A History of French Cinema Before the New Wave
Readings/Films:
Directors treated include Jean Epstein, Germaine Dulac, René Clair, Jean Vigo, Jean Renoir, Henri-Georges Clouzot, Marcel Carné, Jean Cocteau, Max Ophüls, Agnès Varda, Roger Vadim, and René Clément. We will also look at influential English-language films by Otto Perminger and Alfred Hitchcock, and do comparative studies with certain New Wave films by Jean-Luc Godard and François Truffaut.
Course Description:
The history of French cinema has heavily weighted the New Wave as the beginning of cinematic modernity. The New Wave is the moment at which many critics see cinema moving from a popular form to a truly artistic one.

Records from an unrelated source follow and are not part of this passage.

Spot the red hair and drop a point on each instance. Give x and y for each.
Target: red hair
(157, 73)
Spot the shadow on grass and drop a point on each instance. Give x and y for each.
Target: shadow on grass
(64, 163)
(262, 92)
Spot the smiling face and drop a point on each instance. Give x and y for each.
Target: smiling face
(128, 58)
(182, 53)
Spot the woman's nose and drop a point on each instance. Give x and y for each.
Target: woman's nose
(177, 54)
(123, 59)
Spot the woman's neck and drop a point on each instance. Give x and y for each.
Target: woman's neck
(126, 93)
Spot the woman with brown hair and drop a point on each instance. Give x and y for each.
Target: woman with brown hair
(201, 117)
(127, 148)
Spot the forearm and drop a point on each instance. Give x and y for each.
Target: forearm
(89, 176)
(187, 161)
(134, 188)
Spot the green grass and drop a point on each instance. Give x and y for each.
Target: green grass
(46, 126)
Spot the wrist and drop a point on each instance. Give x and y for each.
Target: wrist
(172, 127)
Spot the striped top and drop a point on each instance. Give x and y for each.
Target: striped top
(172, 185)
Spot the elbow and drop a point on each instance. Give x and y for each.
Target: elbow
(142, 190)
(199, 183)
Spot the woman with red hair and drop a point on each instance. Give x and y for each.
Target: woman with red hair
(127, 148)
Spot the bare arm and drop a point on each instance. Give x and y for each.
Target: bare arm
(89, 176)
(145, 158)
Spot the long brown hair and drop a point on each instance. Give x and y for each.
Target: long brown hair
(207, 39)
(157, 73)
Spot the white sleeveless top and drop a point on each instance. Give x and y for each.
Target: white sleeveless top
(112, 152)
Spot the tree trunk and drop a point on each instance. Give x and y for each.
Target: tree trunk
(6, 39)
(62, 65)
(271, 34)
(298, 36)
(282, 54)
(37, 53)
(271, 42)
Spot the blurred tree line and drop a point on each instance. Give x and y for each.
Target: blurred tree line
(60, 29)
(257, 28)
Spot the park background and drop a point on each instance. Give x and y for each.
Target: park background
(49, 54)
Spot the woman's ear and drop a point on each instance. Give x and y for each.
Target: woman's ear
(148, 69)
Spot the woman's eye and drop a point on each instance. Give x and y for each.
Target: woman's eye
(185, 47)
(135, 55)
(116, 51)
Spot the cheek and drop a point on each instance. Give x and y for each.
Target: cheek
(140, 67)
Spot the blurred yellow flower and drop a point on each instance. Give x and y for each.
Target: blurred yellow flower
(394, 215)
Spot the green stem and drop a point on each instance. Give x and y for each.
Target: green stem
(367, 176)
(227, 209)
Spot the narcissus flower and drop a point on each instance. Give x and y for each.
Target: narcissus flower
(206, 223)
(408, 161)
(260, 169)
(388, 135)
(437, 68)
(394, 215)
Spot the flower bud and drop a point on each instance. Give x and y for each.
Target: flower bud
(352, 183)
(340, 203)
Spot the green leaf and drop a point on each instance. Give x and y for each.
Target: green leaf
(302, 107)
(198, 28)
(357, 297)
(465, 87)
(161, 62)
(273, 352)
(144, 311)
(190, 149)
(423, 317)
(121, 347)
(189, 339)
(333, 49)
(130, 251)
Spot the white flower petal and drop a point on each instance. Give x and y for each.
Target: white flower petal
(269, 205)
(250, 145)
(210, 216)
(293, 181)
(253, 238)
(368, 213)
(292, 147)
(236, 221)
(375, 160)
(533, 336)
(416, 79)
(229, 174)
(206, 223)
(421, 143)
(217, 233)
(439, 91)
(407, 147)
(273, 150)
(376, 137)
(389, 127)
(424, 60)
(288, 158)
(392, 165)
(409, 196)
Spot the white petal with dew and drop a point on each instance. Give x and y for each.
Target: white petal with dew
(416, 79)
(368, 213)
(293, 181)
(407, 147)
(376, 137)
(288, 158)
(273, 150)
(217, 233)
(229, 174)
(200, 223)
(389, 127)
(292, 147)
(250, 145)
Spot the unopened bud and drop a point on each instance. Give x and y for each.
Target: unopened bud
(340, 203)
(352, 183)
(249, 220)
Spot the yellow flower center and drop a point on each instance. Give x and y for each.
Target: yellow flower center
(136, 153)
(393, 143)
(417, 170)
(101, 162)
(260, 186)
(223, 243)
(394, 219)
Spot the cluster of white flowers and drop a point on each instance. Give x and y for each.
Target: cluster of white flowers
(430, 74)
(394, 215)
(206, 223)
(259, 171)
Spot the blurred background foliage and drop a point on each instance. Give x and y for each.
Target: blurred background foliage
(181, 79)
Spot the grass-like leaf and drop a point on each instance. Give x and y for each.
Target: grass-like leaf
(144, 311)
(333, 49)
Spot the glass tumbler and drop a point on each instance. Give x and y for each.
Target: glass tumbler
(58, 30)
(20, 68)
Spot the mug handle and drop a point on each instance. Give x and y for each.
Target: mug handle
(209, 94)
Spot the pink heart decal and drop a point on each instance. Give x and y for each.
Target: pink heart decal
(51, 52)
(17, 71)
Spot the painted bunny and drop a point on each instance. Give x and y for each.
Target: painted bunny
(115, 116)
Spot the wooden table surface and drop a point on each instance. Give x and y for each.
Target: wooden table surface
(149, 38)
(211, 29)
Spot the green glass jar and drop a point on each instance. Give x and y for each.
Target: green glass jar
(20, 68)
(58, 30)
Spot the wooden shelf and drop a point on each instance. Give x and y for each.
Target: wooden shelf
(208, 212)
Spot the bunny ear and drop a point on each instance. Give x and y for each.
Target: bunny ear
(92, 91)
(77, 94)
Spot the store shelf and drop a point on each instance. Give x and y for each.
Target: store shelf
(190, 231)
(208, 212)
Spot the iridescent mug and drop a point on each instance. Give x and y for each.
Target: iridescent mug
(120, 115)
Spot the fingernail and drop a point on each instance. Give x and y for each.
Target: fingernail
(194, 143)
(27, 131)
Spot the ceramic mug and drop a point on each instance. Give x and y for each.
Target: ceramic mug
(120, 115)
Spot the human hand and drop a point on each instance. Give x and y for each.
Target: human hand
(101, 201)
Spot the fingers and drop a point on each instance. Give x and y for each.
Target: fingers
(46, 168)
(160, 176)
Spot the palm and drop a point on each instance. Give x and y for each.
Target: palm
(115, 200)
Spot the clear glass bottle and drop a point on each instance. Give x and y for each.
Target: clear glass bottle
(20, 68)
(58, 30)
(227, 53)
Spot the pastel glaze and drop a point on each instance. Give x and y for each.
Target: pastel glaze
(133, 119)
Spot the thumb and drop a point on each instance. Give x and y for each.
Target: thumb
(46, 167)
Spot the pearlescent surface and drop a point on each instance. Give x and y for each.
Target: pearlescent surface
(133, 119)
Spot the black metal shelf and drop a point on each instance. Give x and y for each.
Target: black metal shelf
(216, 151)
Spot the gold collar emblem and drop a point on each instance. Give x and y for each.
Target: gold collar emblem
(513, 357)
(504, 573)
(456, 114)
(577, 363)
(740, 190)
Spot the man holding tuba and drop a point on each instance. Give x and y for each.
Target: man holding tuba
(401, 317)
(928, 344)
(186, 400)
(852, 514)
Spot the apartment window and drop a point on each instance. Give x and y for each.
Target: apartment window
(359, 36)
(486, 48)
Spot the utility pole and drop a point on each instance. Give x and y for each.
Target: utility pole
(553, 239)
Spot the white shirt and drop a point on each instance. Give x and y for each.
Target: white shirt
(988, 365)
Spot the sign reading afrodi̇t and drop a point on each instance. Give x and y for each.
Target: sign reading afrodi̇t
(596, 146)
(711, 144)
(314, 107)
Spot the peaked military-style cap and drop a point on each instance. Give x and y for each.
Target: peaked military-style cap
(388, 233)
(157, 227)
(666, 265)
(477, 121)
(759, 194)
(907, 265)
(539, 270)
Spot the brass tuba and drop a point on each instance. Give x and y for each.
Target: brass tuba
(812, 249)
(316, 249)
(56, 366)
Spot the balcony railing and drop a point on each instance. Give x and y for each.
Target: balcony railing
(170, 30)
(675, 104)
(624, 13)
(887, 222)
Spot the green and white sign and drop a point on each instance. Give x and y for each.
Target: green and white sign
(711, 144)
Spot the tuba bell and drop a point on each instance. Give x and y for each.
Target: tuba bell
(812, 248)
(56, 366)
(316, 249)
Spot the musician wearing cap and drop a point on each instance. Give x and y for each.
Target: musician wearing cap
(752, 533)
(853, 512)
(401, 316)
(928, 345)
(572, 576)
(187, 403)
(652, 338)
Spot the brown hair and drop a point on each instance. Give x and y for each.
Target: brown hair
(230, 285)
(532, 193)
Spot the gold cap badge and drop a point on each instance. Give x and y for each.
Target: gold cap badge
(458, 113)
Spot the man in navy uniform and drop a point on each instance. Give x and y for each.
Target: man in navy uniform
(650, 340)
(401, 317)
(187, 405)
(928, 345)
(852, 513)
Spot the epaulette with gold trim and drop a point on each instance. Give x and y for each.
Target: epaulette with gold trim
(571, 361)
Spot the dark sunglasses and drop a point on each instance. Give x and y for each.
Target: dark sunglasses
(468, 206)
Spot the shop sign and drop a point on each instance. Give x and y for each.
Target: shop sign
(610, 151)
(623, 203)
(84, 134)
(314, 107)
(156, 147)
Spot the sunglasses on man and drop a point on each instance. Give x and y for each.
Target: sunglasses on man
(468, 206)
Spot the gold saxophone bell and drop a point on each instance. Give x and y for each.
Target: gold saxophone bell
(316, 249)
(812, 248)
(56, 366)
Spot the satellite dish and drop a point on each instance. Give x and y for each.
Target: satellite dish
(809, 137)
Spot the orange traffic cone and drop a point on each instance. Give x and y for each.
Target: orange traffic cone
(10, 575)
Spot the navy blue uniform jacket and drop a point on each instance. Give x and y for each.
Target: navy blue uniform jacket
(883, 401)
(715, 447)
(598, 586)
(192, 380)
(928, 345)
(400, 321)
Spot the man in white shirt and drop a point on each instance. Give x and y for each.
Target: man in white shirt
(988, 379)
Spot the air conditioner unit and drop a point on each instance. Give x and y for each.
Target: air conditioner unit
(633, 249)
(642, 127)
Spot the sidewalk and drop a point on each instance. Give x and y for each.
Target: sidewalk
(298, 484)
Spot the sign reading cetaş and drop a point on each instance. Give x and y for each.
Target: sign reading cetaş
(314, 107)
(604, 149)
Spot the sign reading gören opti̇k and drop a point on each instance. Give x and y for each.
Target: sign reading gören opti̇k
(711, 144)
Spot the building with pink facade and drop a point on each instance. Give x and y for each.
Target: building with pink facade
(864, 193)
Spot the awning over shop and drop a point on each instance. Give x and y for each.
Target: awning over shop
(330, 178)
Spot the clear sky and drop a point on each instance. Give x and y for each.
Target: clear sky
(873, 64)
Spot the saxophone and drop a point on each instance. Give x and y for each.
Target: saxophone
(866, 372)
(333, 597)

This class will explore the often disregarded “pre-modernity” of French cinema, from the era of impressionistic silent film of the 1920s to the so-called “cinema de qualité” of the 1940s and 1950s. We will analyze these films on their own merits, but we will also challenge the critical distinctions between popular and high art that the popular New Wave interpretation has imposed on many of these films. How has the derisive attitude of the influential New Wave directors impacted the way critics have seen these earlier films? How was the attitude of the male New Wave directors toward the more “feminine” cinema de qualité influenced by gendered and homophobic attitudes, and what value can we now find in this “feminine” cinema?
Additional information:
French R1B fulfills the second half of the Reading and Composition Requirement in the College of Letters and Science. Class conducted in ENGLISH.